All’inizio della pandemia ognuno ha cercato di trovare il modo di approcciare l’emergenza al meglio. Dal canto nostro abbiamo provato a mettere in prima posizione i clienti. La nostra dimensione d’azienda, sufficientemente grande ma non un colosso, ci ha permesso di essere agili su questo punto e abbiamo avuto il privilegio di essere vicino ad ogni cliente. Questo senza dubbio ci ha aiutati a crescere. Il nostro lavoro è consistito anche nell’aiutarlo a capire come superare il periodo post-pandemia, in cui è necessaria la rivisitazione dei problemi che il Covid ha evidenziato. Credo, a livello generale, che l’emergenza sanitaria ci abbia permesso di capire l’importanza della trasformazione digitale. Abbiamo capito come preparare i prodotti e le soluzioni future coniando il concetto di Moment of service. Ovvero, da ora in poi, sarà necessario concentrarsi sul cliente in ogni parte della catena produttiva. Questo ci permette di fare diventare i problemi delle opportunità.
Una ricerca del fornitore mondiale di software aziendali Ifs rivela oggi che le aziende stanno perdendo l’occasione unica rappresentata dal post-pandemia per correggere i processi interni e affrontare le cause di fondo dei problemi legati alla customer experience. Da cosa dipende questa mancanza?

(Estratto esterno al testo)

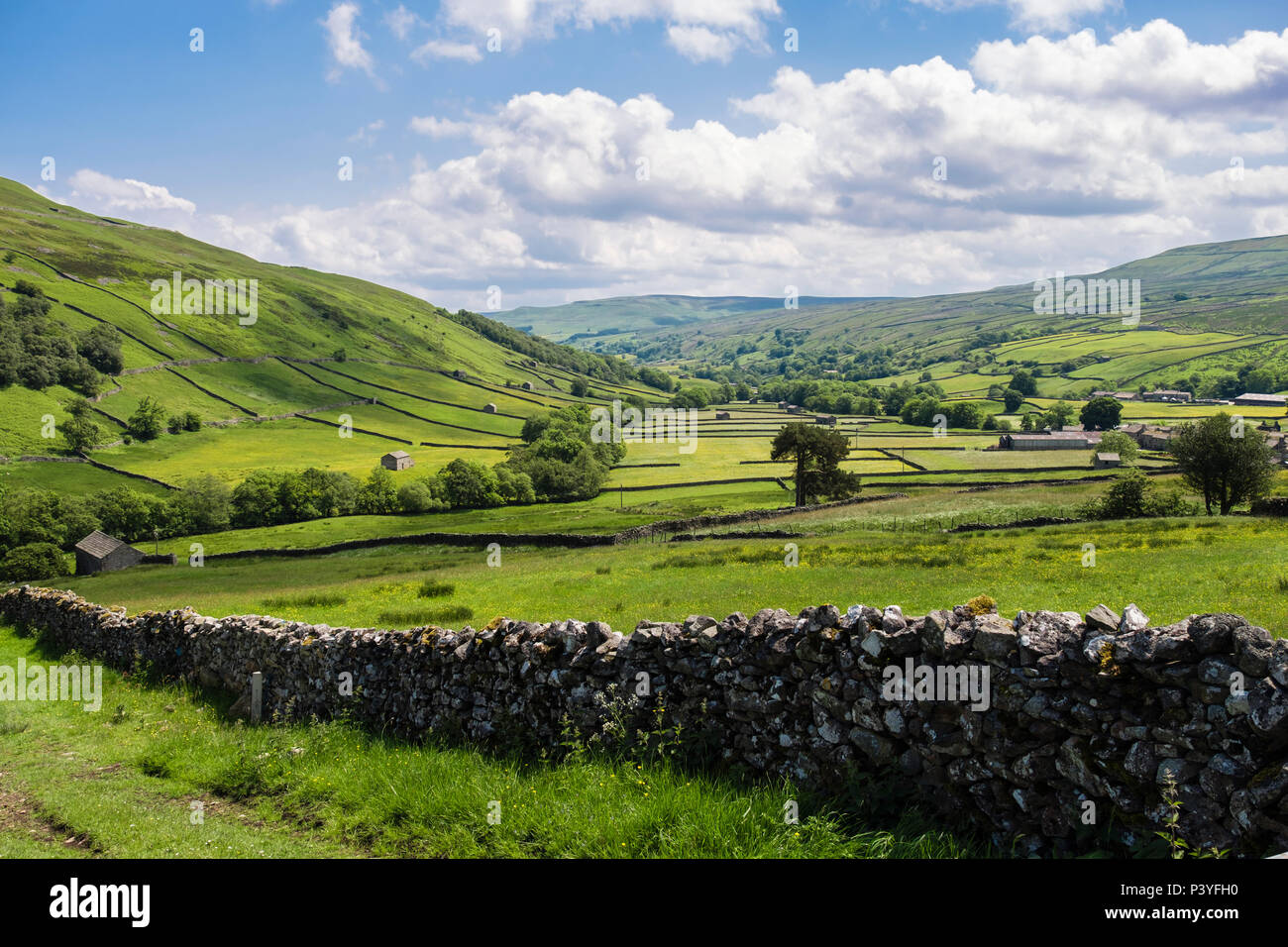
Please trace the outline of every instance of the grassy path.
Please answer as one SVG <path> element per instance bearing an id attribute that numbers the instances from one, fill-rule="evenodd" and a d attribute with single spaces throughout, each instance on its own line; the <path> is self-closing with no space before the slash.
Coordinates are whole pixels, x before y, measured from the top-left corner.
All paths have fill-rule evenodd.
<path id="1" fill-rule="evenodd" d="M 0 629 L 0 665 L 19 657 L 72 661 Z M 220 698 L 111 670 L 103 684 L 98 713 L 0 703 L 0 857 L 985 853 L 858 790 L 824 804 L 782 782 L 685 772 L 665 755 L 577 751 L 554 764 L 412 746 L 343 722 L 246 727 Z M 790 799 L 799 823 L 784 823 Z"/>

I dati lo mostrano. È importante dire che questa ricerca è stata fatta su oltre 1.700 top manager di varie aziende in Gran Bretagna, Usa, Australia, Francia e altri Paesi nordici. Il risultato di questa analisi ha portato tre importanti elementi: il 29% di manager che hanno riscontrato problemi durante il Covid non mette in pratica nessuna azione per ripartire. Il 18% non ha tempo per segnalare i problemi. L’82% delle aziende non assicura che il customer service sia fluido. Credo che se trasliamo questo nel mondo italiano lo possiamo facilmente identificare nelle nostre imprese. Bisogna quindi guardare in questo senso a una grande opportunità, tramite il dialogo e cominciare a dire che le alternative ci sono. E noi, ad esempio, le offriamo.

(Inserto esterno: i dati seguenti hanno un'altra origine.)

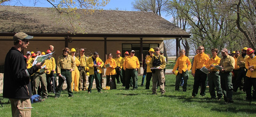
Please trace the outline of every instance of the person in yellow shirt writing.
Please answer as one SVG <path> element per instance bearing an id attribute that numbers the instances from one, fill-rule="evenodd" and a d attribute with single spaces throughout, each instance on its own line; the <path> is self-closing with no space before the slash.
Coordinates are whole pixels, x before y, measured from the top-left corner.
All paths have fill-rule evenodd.
<path id="1" fill-rule="evenodd" d="M 106 60 L 106 62 L 105 62 L 104 65 L 105 68 L 107 68 L 107 70 L 106 70 L 106 77 L 107 79 L 106 87 L 109 86 L 109 80 L 111 76 L 111 79 L 114 84 L 114 87 L 112 88 L 113 89 L 116 89 L 117 84 L 115 83 L 115 79 L 117 73 L 115 68 L 117 67 L 117 62 L 113 58 L 113 56 L 112 56 L 112 53 L 109 53 L 108 56 L 109 59 Z M 107 66 L 107 65 L 109 65 L 110 66 Z"/>
<path id="2" fill-rule="evenodd" d="M 206 66 L 209 58 L 205 53 L 205 48 L 202 46 L 198 47 L 199 53 L 195 56 L 192 67 L 192 75 L 194 77 L 194 84 L 193 86 L 192 97 L 194 97 L 198 92 L 198 89 L 201 84 L 201 87 L 200 95 L 204 96 L 205 95 L 205 89 L 207 74 L 200 70 L 204 66 Z"/>
<path id="3" fill-rule="evenodd" d="M 93 83 L 94 79 L 95 79 L 95 84 L 96 88 L 99 93 L 102 93 L 102 89 L 100 84 L 100 74 L 101 73 L 99 69 L 102 67 L 104 64 L 98 63 L 102 63 L 102 60 L 99 57 L 98 57 L 99 54 L 97 52 L 93 53 L 93 55 L 89 57 L 86 62 L 86 66 L 89 68 L 89 74 L 90 76 L 88 78 L 89 87 L 88 87 L 88 93 L 91 93 L 91 88 L 93 87 Z"/>
<path id="4" fill-rule="evenodd" d="M 139 63 L 138 58 L 134 56 L 135 52 L 133 50 L 131 51 L 131 55 L 127 56 L 123 63 L 123 69 L 125 71 L 125 89 L 128 89 L 131 77 L 133 79 L 133 89 L 138 88 L 138 69 L 139 68 Z"/>
<path id="5" fill-rule="evenodd" d="M 164 83 L 165 80 L 163 69 L 165 68 L 165 60 L 164 57 L 160 55 L 160 48 L 157 47 L 155 49 L 156 52 L 155 55 L 152 57 L 149 62 L 149 67 L 151 68 L 157 68 L 153 70 L 152 71 L 152 94 L 157 94 L 157 82 L 159 82 L 160 91 L 161 94 L 164 94 L 165 92 Z"/>
<path id="6" fill-rule="evenodd" d="M 183 77 L 184 84 L 182 86 L 183 91 L 187 91 L 187 80 L 189 79 L 188 72 L 191 68 L 191 63 L 189 58 L 185 56 L 185 50 L 182 50 L 179 52 L 180 56 L 178 58 L 176 63 L 173 70 L 173 73 L 174 74 L 174 71 L 178 67 L 179 72 L 176 76 L 176 82 L 175 83 L 175 90 L 179 90 L 179 84 L 181 78 Z"/>
<path id="7" fill-rule="evenodd" d="M 209 84 L 209 92 L 210 93 L 211 99 L 217 99 L 220 100 L 223 95 L 221 87 L 220 77 L 219 75 L 219 70 L 213 66 L 219 64 L 221 58 L 217 55 L 218 53 L 218 49 L 213 48 L 211 50 L 213 57 L 209 60 L 206 66 L 206 68 L 208 69 L 208 71 L 210 72 L 207 74 Z M 216 97 L 215 90 L 214 89 L 215 87 L 216 87 L 218 98 Z"/>
<path id="8" fill-rule="evenodd" d="M 223 57 L 219 61 L 219 65 L 223 68 L 220 70 L 219 75 L 221 78 L 221 86 L 224 95 L 225 102 L 233 103 L 233 85 L 231 72 L 235 67 L 235 59 L 227 53 L 227 50 L 224 48 L 221 51 Z"/>
<path id="9" fill-rule="evenodd" d="M 245 68 L 248 70 L 246 73 L 246 77 L 245 78 L 245 87 L 246 92 L 247 100 L 252 98 L 256 99 L 256 57 L 254 51 L 249 48 L 246 50 L 246 54 L 249 57 L 245 60 Z M 253 88 L 253 95 L 251 95 L 251 87 Z"/>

Qual è la cosa necessaria da fare in quest’ottica?
Dipende molto dalla decisione dell’azienda di prendere questo problema sul serio. Bisogna partire con il capire cosa si può fare. Per questo abbiamo lanciato il concetto del Moment of services. Ogni esperienza è elemento che va vissuto, rivisitato e orchestrato. Capire cosa fare con il feedback e integrarlo nelle nuove soluzioni di software è importantissimo in previsione di una ripresa e lo si può fare anche se la piattaforma lo permette. Per questo quella di Ifs cerca di accorpare varie funzionalità in un unico strumento che garantisca una fluidità di processo.

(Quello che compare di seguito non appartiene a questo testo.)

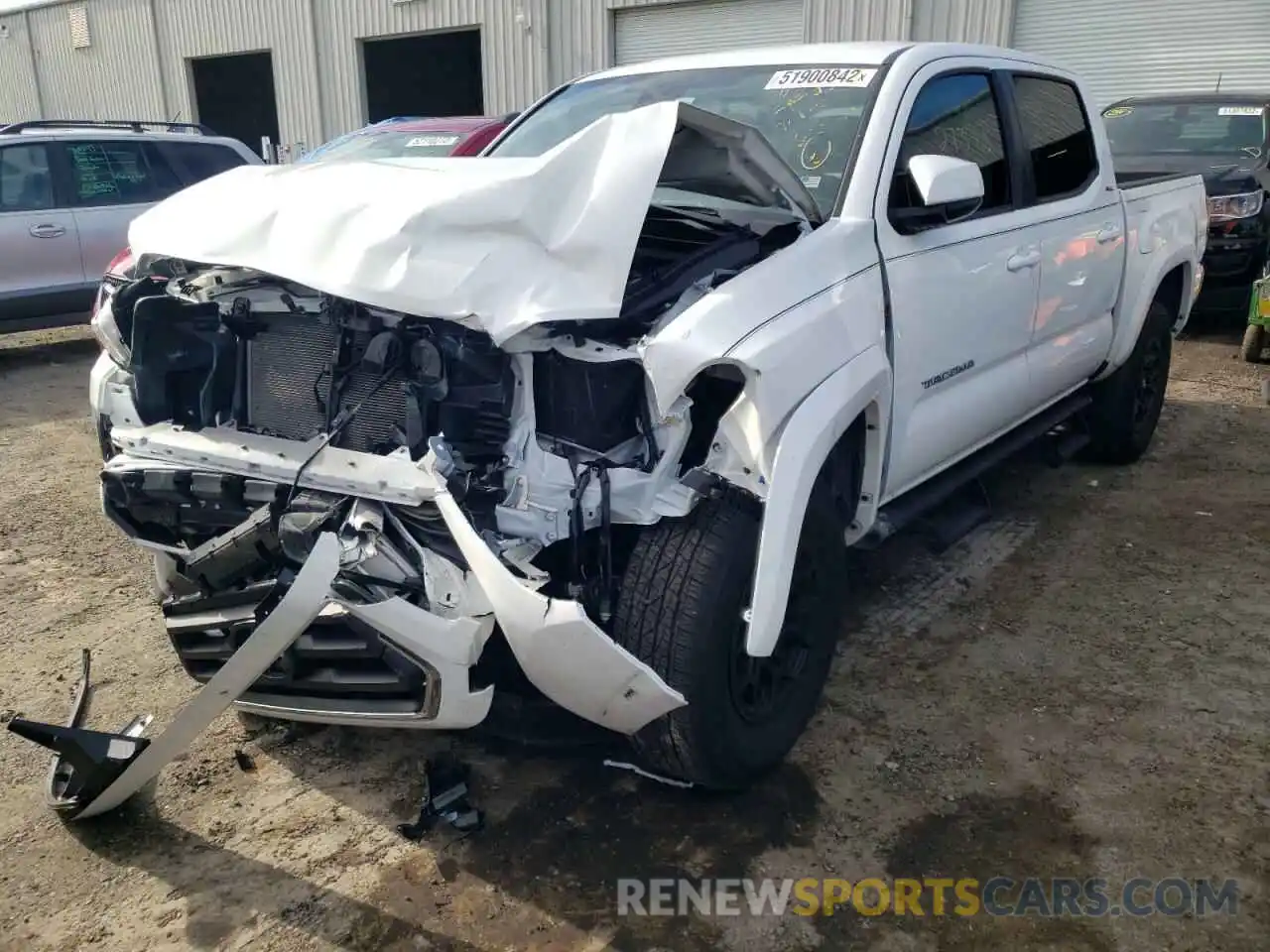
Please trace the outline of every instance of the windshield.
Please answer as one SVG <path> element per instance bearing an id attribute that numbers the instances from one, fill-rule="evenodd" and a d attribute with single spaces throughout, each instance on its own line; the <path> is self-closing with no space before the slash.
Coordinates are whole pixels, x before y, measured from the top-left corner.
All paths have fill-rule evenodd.
<path id="1" fill-rule="evenodd" d="M 315 149 L 306 159 L 404 159 L 450 155 L 466 132 L 354 132 Z"/>
<path id="2" fill-rule="evenodd" d="M 495 147 L 535 156 L 610 113 L 682 100 L 758 129 L 833 212 L 878 70 L 853 66 L 733 66 L 584 80 L 527 116 Z"/>
<path id="3" fill-rule="evenodd" d="M 1234 103 L 1114 105 L 1102 113 L 1114 155 L 1151 152 L 1261 157 L 1265 108 Z"/>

Che visione ha allora del futuro?
Partendo da questi dati ho aspettative ottimistiche. La positività nasce dalla capacità che abbiamo avuto di identificare i clienti, avere un dialogo e aprirlo con loro su qualsivoglia soluzione. L’importante è far capire al cliente che è tempo di agire. D’altronde la pandemia ha rafforzato la consapevolezza nella trasformazione digitale, che non vuol dire solo digitalizzazione, ma la trasformazione dei processi. Questa è la chiave per andare avanti. Ci saranno aziende che andranno avanti grazie al digitale, altre che saranno destinate a morire. Con Ifs diamo questa opportunità con la nostra piattaforma.
In che modo?
In un’unica piattaforma cerchiamo di dare al cliente diverse caratteristiche fondamentali: il know how industriale abbinato alla modernità delle tecnologie proprie di un determinato ambito; dare la possibilità di sfruttare il modello della nostra piattaforma con qualsiasi tipo di implementazione, che sia cloud o on-premise, sta al cliente scegliere cosa vuole fare, come implementare il prodotto, dove e in che modo; la servitizzazione, con lo sviluppo di nuovi processi di business soprattutto in alcuni settori. E siamo molto attenti alla customer experience: la piattaforma è intuitiva e semplice da capire. Infine, il futuro passa sicuramente da soluzioni out of the box come la nostra, per le industrie dove siamo focalizzati, nelle quali non ci sarà più bisogno di pensare all’integrazione di tutti questi elementi. Avere un prodotto inclusivo come questo significa ridurre il time to market e arrivare sul mercato prima e maggiormente preparati.